Recuerdos de la Alhambra is, really, almost the standard guitar piece. It's a great piece of music. It's lovely.[1]

 --John Williams

Recuerdos de la Alhambra is the classical guitar world's Stairway to Heaven. It is perhaps the most played solo in the guitar repertoire.

Francisco Tárrega composed Recuerdos de la Alhambra in 1896 after visiting the Alhambra in Granada while under the patronage of Conxa Martínez.[2] The work is a tremolo study following an AABBABC structure. You will often hear it performed in a shortened form using an AABBC structure, either because of time constraints associated with the performance or to avoid boring the audience (or more likely, the guitarist).

Before attempting to play the piece, you should already possess a well-practiced tremolo. Don't try to learn Recuerdos de la Alhambra as a means of learning tremolo technique and don't attempt to play it before you're ready. Scott Tennant told a story about making the mistake of agreeing to teach Recuerdos to a student before the student was ready.[3] The student ended up quitting the guitar in frustration. You have to be aware of your abilities as a guitarist and recognize what skills you have to develop further before attempting a new challenge.

I also suggest making sure you use a relatively new set of strings before learning the song. Dead strings will kill your tremolo. Finally, make sure your nails are at whatever the right length is for you. Nails that are too short or too long will interfere with a steady tremolo. I say these things because I've made the mistake of trying to play Recuerdos with dead strings as well as too short or too long nails.

Like Lágrima, this transcription is drawn from one or more versions made available by the Biblioteca Nacional de España or Rischel and Birket-Smith Collection of Guitar Music at the Danish Royal Library's National Digital Sheet Music Archive. I've taken the unusual approach of trying to capture note durations accurately. In the time the song was composed, guitar notation was often imprecise, requiring the guitarist to infer when a note was meant to sound longer than notated. For example, you'll often see the second voice in Recuerdos notated entirely as eighth notes. If you actually play it that way, it doesn't sound as full. Instead, I've indicated as much as possible via a third voice when the second voice note should sound longer. Also, I've notated the tremolo more accurately.
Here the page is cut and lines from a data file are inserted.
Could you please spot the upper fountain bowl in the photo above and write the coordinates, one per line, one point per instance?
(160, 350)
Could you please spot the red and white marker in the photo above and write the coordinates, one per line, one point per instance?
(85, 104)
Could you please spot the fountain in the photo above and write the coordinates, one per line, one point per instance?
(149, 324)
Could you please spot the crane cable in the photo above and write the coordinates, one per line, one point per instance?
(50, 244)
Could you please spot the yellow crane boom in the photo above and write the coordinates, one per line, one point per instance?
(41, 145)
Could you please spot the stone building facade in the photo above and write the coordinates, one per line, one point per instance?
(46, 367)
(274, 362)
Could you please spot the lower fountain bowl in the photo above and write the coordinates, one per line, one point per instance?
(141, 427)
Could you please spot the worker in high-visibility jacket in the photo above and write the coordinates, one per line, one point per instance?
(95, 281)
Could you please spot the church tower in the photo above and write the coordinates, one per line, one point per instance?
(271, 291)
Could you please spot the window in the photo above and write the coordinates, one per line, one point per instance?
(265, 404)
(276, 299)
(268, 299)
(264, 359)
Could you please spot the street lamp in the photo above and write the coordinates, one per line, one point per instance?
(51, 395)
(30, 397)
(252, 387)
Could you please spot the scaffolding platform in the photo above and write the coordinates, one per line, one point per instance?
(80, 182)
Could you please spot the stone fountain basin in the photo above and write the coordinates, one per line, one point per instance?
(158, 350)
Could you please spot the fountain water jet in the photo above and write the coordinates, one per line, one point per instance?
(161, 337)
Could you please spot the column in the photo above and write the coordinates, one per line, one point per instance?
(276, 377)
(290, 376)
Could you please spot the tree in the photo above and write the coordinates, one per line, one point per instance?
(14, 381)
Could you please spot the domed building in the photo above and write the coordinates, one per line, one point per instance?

Tremolos are usually written as a sequence of 16th or 32nd notes, when in actuality the last note in the three-note sequence often has twice the value. This becomes obvious when you enter a traditionally notated tremolo into a MIDI program and play it back. The computer will precisely play the notes for the exact duration and invariably it won't sound right. After you lengthen the trailing tremolo notes that sound longer in reality, the computer playback sounds natural. I don't find the attempt at greater notational accuracy has made the score less readable.

To avoid a non-interpretive pause when shifting your left hand from the A chord in the ninth position at the end of measure 13 to the inverted A7 chord in the seventh position at the beginning of measure 14, keep finger 2 on the second string as you move it from the tenth fret to the eighth fret. At the same time start placing finger 3 in position to strike the opening C♯ bass note on the sixth string. As you strike the C♯, place finger 1 on the A on the fourth string. As you strike the A, place finger 4 on the E on the third string.
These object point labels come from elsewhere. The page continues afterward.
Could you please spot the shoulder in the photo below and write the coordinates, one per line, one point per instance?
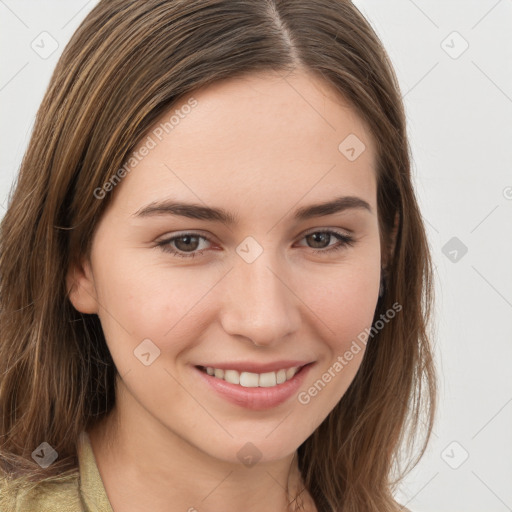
(60, 494)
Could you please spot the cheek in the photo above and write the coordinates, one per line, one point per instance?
(149, 301)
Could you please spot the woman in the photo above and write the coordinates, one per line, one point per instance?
(215, 280)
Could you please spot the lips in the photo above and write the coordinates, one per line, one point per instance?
(255, 398)
(252, 367)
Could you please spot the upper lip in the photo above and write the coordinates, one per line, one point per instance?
(257, 367)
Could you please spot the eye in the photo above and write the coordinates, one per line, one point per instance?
(320, 237)
(186, 245)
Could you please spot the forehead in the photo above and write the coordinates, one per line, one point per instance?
(266, 138)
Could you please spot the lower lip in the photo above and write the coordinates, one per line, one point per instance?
(259, 398)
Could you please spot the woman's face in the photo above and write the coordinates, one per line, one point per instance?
(280, 285)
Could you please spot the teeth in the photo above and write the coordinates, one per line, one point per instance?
(253, 380)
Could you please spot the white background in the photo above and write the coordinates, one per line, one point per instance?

The key to avoiding non-interpretive pauses when facing awkward position changes is to move your fingers into place as you are playing instead of pre-positioning all the fingers before you play the first note.

Revision History

Respaced staff systems for improved legibility.


Changed end ritardando and dynamics in final measures to match those in the 1908 Idelfonso Alier edition.


Changed measures 15 and 16 to use first position for D minor. The change allows the open D to sound for the entire duration of measure 15 and places the left hand in position for measures 17 and 18.


Removed half-barre from measures 37 and 56.


Removed half-barre from measures 38–39 and changed fingering accordingly. Measures 38–42 are the same as measures 46–50 and may as well be played the same for mnemonic facility. There's no reason to continue the half-barre from measure 35 when you can position your fingers where they'll need to be for measure 40.

[1] John Williams: The Seville Concert and the Film Profile, 1993.

[2] Conxa is the Catalan spelling. The name is Concha in Castilian.

[3] I believe he tells the story in a video version of his Pumping Nylon book.